Weekly New/Digital Media homework Week 32

WEEK 32
1. Google given access to healthcare data of up to 1.6 million patients

Lord Darzi, centre, performing surgery.

  • Artificial intelligence firm DeepMind provided with patient information as part of agreement with Royal Free NHS trust
  • A company owned by Google has been given access to the healthcare data of up to 1.6 million patients from three hospitals run by a major London NHS trust.
  • DeepMind, the tech giant’s London-based company most famous for its innovative use of artificial intelligence, is being provided with the patient information as part of an agreement with the Royal Free NHS trust, which runs the Barnet, Chase Farm and Royal Free hospitals.
  • It includes information about people who are HIV-positive as well as details of drug overdoses, abortions and patient data from the past five years, according to a report by the New Scientist
  • DeepMind announced in February that it was developing a software in partnership with NHS hospitals to alert staff to patients at risk of deterioration and death through kidney failure.

SoundCloud Go launched in the US in March, and has quickly crossed the Atlantic.

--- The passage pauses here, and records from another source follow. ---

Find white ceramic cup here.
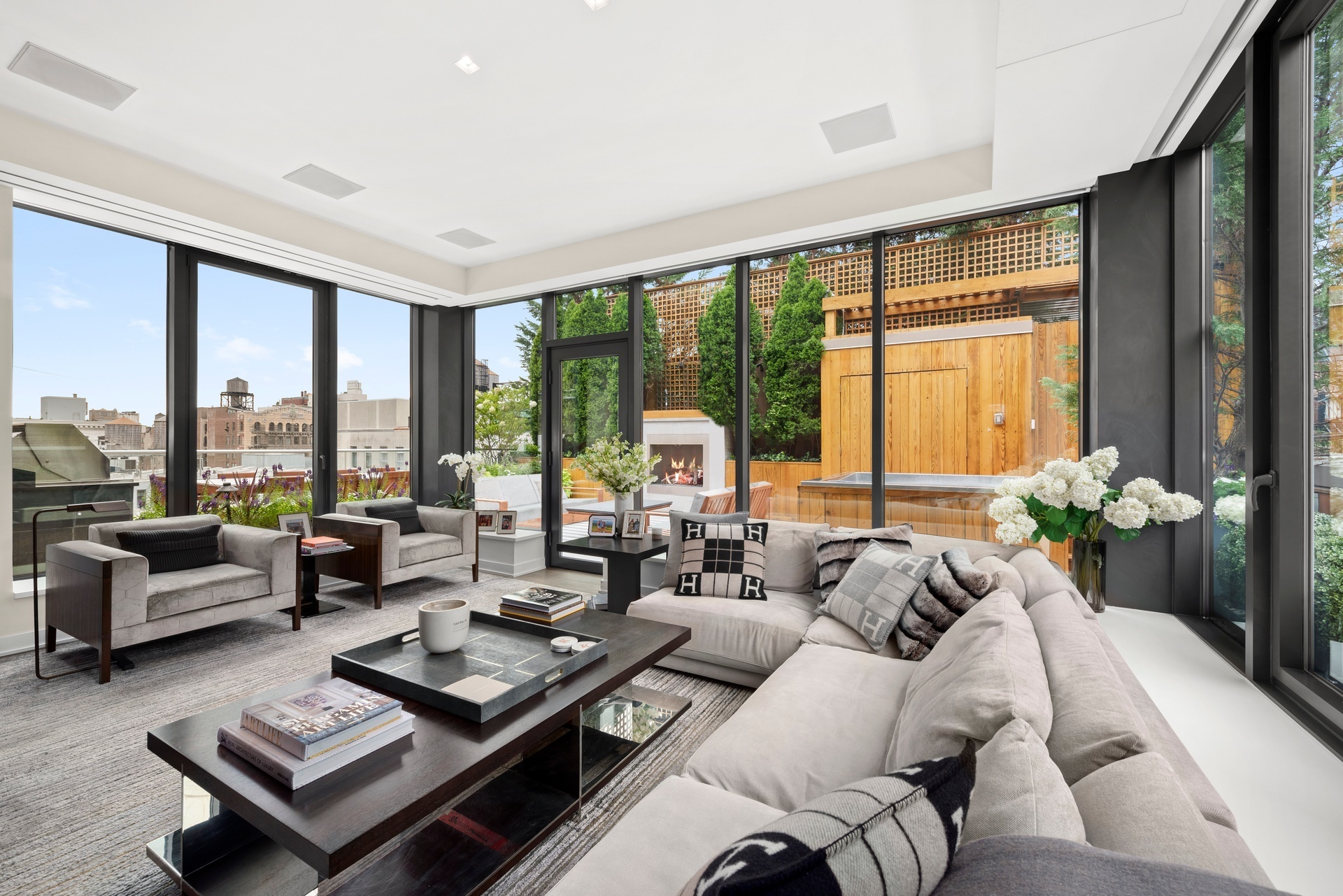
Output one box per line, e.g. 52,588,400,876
420,598,471,653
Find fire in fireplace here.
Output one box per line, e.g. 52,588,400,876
650,445,704,488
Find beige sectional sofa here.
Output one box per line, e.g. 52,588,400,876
550,522,1272,896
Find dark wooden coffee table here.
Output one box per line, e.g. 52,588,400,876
146,611,690,896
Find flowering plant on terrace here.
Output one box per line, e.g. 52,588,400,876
988,448,1203,544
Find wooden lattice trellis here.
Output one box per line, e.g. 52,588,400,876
645,220,1081,410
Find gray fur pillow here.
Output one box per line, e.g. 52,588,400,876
890,548,998,660
815,522,915,599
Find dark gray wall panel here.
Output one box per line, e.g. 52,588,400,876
1095,159,1174,613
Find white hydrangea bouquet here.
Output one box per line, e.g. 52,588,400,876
574,435,662,497
438,451,485,511
988,448,1203,544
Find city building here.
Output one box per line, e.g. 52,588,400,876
0,7,1343,896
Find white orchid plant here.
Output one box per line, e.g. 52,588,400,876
574,435,662,497
988,448,1203,544
438,451,485,511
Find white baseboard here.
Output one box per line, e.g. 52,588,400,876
0,632,74,657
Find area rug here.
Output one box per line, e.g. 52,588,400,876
0,572,749,896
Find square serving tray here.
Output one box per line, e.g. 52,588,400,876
332,610,607,721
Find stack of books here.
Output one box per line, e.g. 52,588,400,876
299,534,345,553
499,588,583,625
218,678,415,790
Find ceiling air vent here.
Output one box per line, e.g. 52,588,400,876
285,165,364,199
438,227,495,248
820,104,896,155
9,43,136,109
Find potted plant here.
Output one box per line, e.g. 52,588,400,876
574,435,662,524
988,448,1203,613
438,451,483,511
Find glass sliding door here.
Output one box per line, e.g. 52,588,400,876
1207,102,1246,641
1309,6,1343,686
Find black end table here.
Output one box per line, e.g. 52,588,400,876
560,534,672,613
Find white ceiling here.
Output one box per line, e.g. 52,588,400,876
0,0,1257,301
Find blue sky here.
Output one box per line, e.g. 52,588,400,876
13,210,408,423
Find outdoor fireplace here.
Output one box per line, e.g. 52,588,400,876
648,445,704,489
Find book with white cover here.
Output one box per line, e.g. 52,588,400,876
242,678,402,759
218,712,415,790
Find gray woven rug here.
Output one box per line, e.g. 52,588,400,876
0,571,749,896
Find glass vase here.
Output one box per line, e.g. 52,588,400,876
1073,539,1105,613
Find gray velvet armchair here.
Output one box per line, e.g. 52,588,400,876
47,515,299,684
313,499,481,610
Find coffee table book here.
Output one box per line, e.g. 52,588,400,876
332,610,607,721
218,712,415,790
242,678,402,759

  • Streaming firm hopes to persuade some of its 175m listeners to start paying £9.99 a month by being ‘less spreadsheet, more Snapchat’
  • Music-streaming service SoundCloud is launching its £9.99-a-month SoundCloud Go subscription tier in the UK and Ireland.
  • The company hopes that features including track downloads for offline listening, and a bigger music catalogue courtesy of label licensing deals, will persuade some of its free listeners to start paying.
  • SoundCloud Go launched in the US in March after lengthy negotiations with labels, music publishers and collecting societies.
  • As in the US, it will have a catalogue of 125m tracks: licensed recordings as well as the remixes and mash-ups that have helped SoundCloud attract a monthly audience of 175 million music fans.